A thrill, followed by warmth, spread throughout her chest. She shouldn’t be happy or thrilled or warmed, but the blind faith Dan just showed in his statement meant more to her than anything else he’d shown her the past few days.
“How do you know he’s the bastard?”
He snorted. “Because I’m not stupid.” Sitting up, he clasped his hands in front of him. “If you need to talk, I have it on good authority that I’m an excellent listener.”
And in that moment, in the coziness of a cabin in the little town of Fly Creek, Sofie wanted to spill everything. The things she still hadn’t had a chance to tell Emily. The things her parents didn’t even know, and she wanted to share them all with this man who had instantly trusted that whatever had sent her clear across the country was a valid reason.

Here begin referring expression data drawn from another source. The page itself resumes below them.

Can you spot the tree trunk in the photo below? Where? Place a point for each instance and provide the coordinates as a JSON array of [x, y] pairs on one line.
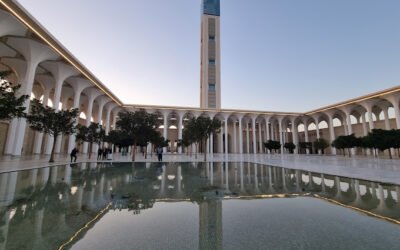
[[133, 152], [90, 149], [205, 150], [53, 148]]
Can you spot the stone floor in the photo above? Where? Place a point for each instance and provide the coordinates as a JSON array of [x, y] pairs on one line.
[[381, 170]]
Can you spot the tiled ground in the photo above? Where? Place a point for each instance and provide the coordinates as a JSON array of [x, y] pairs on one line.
[[382, 170]]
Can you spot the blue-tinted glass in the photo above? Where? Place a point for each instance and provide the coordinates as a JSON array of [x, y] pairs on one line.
[[211, 7], [211, 87]]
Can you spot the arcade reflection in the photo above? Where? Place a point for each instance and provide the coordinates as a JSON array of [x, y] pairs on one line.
[[44, 208]]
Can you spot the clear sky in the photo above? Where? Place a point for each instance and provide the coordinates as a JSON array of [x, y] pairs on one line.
[[285, 55]]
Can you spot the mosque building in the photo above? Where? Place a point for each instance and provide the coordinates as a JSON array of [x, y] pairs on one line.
[[48, 71]]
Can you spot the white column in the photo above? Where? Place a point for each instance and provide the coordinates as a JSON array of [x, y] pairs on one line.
[[180, 119], [165, 130], [78, 86], [253, 121], [34, 53], [221, 140], [332, 133], [370, 120], [260, 137], [247, 138], [386, 117], [280, 134], [317, 130], [226, 135], [306, 135], [272, 131], [234, 148], [212, 143], [364, 125], [37, 147], [240, 135], [294, 135], [89, 112]]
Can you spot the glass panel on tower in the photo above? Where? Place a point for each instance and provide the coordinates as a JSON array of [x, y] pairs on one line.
[[211, 7]]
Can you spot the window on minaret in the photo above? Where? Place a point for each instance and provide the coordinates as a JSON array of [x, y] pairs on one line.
[[211, 87]]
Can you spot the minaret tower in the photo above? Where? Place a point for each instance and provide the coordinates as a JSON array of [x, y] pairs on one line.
[[210, 86]]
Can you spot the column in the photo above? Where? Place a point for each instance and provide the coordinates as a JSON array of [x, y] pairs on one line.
[[280, 134], [180, 119], [221, 140], [317, 130], [386, 117], [253, 123], [226, 135], [306, 135], [165, 130], [37, 147], [240, 135], [332, 133], [260, 142], [234, 148], [247, 138], [294, 135]]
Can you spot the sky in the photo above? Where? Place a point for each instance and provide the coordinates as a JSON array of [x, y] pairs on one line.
[[285, 55]]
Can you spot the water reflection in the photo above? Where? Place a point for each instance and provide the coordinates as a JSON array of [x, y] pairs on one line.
[[44, 208]]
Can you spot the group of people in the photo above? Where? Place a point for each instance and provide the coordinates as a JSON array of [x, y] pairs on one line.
[[102, 153]]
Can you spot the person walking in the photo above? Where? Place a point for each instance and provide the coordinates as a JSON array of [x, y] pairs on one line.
[[159, 153], [73, 154]]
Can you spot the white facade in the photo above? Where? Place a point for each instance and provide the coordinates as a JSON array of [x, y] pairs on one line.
[[48, 71]]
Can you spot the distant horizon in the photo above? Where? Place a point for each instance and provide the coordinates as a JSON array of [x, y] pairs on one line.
[[278, 57]]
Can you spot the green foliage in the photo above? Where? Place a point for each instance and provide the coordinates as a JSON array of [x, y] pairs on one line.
[[50, 121], [346, 142], [92, 134], [272, 145], [10, 105], [197, 130], [289, 146], [321, 144], [139, 125]]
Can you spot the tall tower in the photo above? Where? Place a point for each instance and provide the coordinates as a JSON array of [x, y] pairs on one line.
[[210, 79]]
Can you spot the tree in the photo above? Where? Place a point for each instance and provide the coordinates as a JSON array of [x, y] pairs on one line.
[[50, 121], [92, 134], [346, 142], [10, 105], [321, 144], [304, 146], [199, 130], [272, 145], [138, 125], [289, 146]]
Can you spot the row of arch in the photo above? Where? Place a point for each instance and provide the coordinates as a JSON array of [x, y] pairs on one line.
[[46, 75]]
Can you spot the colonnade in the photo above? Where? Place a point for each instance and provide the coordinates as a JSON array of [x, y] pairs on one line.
[[47, 71], [246, 131], [93, 189]]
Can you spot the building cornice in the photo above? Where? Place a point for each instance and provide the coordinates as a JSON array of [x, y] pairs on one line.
[[29, 21]]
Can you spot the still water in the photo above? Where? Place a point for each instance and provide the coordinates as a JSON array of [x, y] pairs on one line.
[[194, 206]]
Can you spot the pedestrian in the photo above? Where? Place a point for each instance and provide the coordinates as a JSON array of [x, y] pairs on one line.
[[159, 153], [73, 154], [105, 153], [99, 154]]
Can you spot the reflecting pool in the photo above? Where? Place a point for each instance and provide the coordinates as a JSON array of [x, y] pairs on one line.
[[194, 206]]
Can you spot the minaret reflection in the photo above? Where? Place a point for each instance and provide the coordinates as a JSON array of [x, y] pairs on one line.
[[210, 223]]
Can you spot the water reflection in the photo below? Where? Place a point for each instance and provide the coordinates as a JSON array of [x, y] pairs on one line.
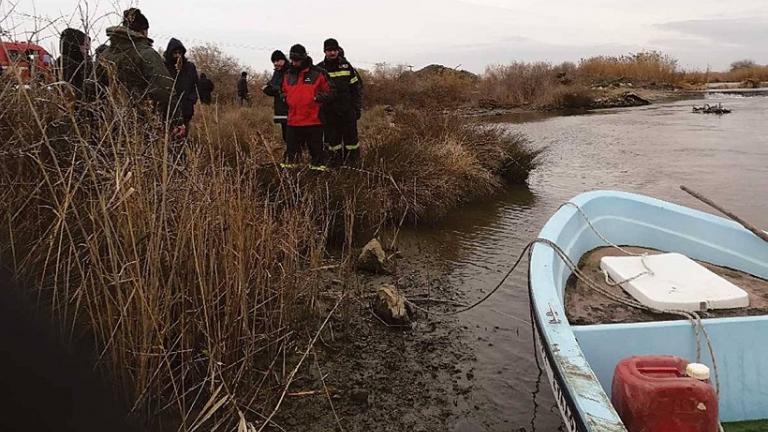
[[649, 150]]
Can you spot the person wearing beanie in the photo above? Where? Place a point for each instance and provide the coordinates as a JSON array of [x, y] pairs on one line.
[[242, 89], [305, 88], [341, 114], [273, 89], [131, 61], [185, 78], [205, 89]]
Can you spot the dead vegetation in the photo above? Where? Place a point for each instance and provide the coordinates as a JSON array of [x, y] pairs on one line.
[[198, 268]]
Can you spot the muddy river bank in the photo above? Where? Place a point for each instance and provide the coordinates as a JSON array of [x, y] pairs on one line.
[[477, 371]]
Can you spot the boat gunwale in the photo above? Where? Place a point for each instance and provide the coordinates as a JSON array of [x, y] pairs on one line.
[[546, 297]]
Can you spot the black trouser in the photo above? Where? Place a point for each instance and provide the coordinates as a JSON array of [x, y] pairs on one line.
[[341, 139], [301, 136], [283, 129]]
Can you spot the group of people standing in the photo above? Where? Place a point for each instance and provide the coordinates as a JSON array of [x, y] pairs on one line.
[[316, 106], [171, 83]]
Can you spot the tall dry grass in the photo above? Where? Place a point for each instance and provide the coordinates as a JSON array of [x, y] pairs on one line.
[[195, 268], [648, 68], [537, 85]]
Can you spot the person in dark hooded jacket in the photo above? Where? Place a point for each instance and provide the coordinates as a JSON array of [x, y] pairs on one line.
[[131, 62], [184, 73], [274, 88], [340, 116], [205, 89], [75, 64]]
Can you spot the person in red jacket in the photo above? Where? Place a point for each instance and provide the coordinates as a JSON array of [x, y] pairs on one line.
[[306, 88]]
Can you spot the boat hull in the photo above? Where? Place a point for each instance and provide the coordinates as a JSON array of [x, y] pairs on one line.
[[580, 359]]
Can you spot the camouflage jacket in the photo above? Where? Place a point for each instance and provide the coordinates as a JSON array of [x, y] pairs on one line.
[[134, 64]]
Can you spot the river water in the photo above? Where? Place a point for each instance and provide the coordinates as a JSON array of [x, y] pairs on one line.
[[650, 150]]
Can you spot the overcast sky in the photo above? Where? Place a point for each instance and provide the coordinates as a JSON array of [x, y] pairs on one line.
[[470, 33]]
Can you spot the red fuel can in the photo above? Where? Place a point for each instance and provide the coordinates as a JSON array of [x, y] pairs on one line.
[[664, 394]]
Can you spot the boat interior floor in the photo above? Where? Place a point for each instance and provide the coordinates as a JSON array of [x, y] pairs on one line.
[[585, 306]]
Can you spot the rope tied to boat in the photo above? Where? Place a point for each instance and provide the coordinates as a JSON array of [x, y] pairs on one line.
[[693, 317]]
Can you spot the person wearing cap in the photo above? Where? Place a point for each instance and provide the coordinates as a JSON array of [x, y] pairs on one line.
[[185, 78], [242, 89], [131, 61], [341, 115], [273, 89], [306, 89], [205, 89]]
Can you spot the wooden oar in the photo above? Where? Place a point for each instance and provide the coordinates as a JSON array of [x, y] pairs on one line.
[[756, 231]]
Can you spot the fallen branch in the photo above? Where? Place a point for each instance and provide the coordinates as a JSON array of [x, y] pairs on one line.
[[298, 365]]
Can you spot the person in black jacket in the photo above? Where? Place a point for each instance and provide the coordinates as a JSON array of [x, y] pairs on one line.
[[185, 78], [242, 89], [274, 88], [340, 116], [205, 89], [75, 64]]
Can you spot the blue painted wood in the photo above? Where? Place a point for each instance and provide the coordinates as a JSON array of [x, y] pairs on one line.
[[630, 219]]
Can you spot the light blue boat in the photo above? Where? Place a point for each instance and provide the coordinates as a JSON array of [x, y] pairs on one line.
[[580, 360]]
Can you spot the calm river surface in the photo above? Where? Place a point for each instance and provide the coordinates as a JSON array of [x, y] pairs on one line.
[[650, 150]]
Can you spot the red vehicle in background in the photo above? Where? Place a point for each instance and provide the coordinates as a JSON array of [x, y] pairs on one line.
[[25, 61]]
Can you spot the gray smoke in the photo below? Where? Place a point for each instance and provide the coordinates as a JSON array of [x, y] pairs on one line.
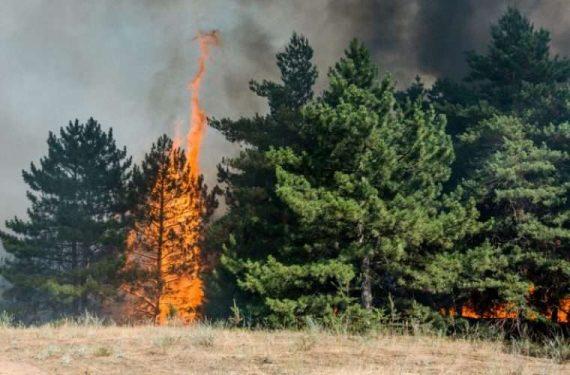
[[127, 63]]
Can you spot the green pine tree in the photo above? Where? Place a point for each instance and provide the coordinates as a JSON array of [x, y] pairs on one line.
[[65, 255], [257, 222]]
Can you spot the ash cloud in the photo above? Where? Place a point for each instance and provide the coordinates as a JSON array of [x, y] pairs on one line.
[[127, 63]]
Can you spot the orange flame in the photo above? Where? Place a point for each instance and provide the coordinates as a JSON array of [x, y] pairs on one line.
[[173, 255], [198, 118], [508, 311]]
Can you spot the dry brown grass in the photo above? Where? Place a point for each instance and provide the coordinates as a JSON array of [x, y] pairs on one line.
[[77, 349]]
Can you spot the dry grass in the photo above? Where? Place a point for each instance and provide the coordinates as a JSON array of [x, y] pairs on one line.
[[95, 349]]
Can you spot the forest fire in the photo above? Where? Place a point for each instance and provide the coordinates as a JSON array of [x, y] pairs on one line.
[[197, 114], [164, 246], [506, 311]]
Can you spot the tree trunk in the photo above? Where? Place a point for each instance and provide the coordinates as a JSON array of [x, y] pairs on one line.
[[366, 288]]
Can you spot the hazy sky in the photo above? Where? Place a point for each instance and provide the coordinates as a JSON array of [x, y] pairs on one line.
[[127, 62]]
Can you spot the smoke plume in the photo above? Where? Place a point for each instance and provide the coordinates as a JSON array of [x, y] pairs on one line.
[[128, 63]]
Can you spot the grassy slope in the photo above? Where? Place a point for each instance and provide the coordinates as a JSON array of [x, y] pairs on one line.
[[73, 349]]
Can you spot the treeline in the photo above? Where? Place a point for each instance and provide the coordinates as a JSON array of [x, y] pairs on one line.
[[350, 202]]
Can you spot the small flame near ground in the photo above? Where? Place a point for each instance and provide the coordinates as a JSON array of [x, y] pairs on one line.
[[176, 290]]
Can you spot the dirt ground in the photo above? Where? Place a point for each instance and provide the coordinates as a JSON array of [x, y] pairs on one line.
[[206, 350]]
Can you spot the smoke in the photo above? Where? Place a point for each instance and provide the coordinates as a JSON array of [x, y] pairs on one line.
[[128, 63]]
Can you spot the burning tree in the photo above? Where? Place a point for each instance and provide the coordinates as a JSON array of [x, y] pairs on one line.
[[171, 207]]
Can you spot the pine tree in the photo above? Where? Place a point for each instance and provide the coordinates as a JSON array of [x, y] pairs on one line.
[[367, 197], [257, 222], [513, 155], [64, 257], [164, 258]]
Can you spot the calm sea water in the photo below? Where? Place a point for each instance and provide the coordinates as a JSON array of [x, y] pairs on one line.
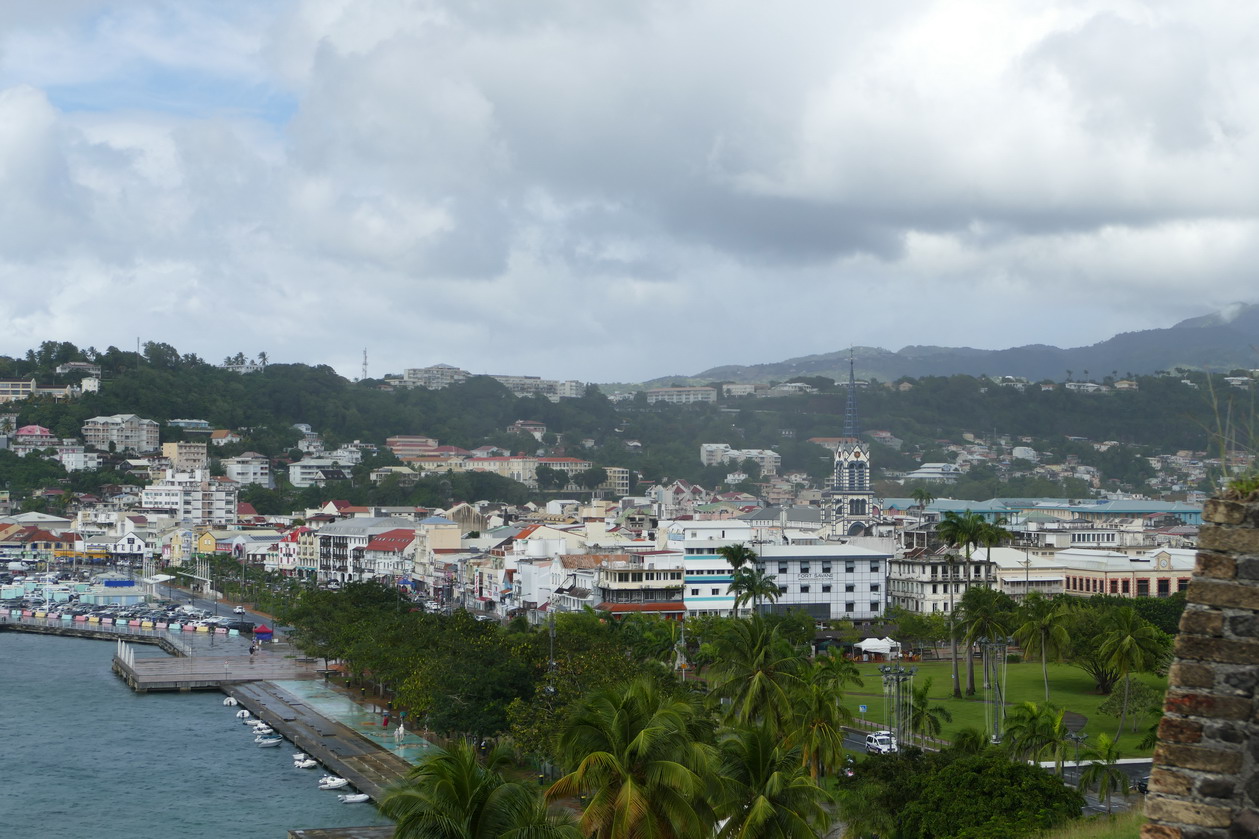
[[86, 756]]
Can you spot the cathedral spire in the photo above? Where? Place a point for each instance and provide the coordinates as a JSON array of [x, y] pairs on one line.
[[850, 413]]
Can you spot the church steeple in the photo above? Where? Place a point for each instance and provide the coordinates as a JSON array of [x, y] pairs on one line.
[[850, 411]]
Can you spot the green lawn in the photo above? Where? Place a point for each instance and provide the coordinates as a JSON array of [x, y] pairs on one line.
[[1068, 688]]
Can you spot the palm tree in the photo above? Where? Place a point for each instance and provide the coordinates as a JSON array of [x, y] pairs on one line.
[[924, 718], [1038, 731], [450, 795], [1103, 770], [640, 755], [758, 670], [753, 585], [766, 793], [817, 730], [742, 559], [985, 614], [1129, 644], [959, 530], [1041, 630]]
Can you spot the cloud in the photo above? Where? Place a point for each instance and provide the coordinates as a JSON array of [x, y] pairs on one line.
[[611, 190]]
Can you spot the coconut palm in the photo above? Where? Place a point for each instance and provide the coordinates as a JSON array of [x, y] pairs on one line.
[[1041, 630], [1038, 732], [985, 614], [766, 791], [640, 756], [817, 730], [1129, 644], [758, 672], [739, 556], [924, 718], [450, 795], [753, 585], [1103, 770], [959, 530]]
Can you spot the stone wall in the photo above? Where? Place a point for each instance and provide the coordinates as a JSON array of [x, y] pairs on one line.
[[1204, 784]]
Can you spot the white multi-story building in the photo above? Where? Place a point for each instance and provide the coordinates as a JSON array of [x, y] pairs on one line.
[[681, 396], [185, 457], [829, 581], [248, 468], [124, 431], [193, 498]]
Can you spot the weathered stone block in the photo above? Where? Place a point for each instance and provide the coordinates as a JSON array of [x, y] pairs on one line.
[[1216, 565], [1205, 704], [1199, 757], [1216, 787], [1189, 674], [1244, 626], [1221, 593], [1175, 730], [1209, 815], [1214, 537], [1221, 512], [1216, 649], [1170, 782], [1202, 621], [1160, 832]]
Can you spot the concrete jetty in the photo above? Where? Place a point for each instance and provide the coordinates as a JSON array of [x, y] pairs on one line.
[[336, 746]]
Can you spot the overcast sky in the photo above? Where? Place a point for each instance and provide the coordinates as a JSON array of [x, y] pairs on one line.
[[612, 190]]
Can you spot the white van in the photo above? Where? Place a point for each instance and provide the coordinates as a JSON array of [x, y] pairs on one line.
[[880, 742]]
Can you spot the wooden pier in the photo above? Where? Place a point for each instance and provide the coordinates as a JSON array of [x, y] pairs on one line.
[[341, 750]]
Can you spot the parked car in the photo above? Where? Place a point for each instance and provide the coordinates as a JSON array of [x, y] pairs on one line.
[[880, 742]]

“I wouldn’t know where to start.” She sighed and rubbed her belly. This was always quiet time for her little man. Come another hour and he would be somersaulting worse than the SooperDooperLooper at Hersheypark.
“How about the final straw?”
She looked him in the eyes. She could still feel the pain of that moment when Brent had killed any love she might have had left for him. Her heart broke just thinking about it. “When he told me to get rid of the baby.”
The anger and fire erupted from Dan as he flew out of the chair and paced away from her. “What the hell.” He ran a hand through his hair, his movements stilted and jerky.
“I guess you can imagine my response to that.”
Dan stopped mid-pace. “Probably a lot more articulate and less primal than the response I’m having right now.”
“Actually, no. I had no response. Not a verbal one at least. I started making plans to leave at that moment. Things had been building for a while, and I think in the back of my mind I knew that choice was coming from the moment I found out I was pregnant.”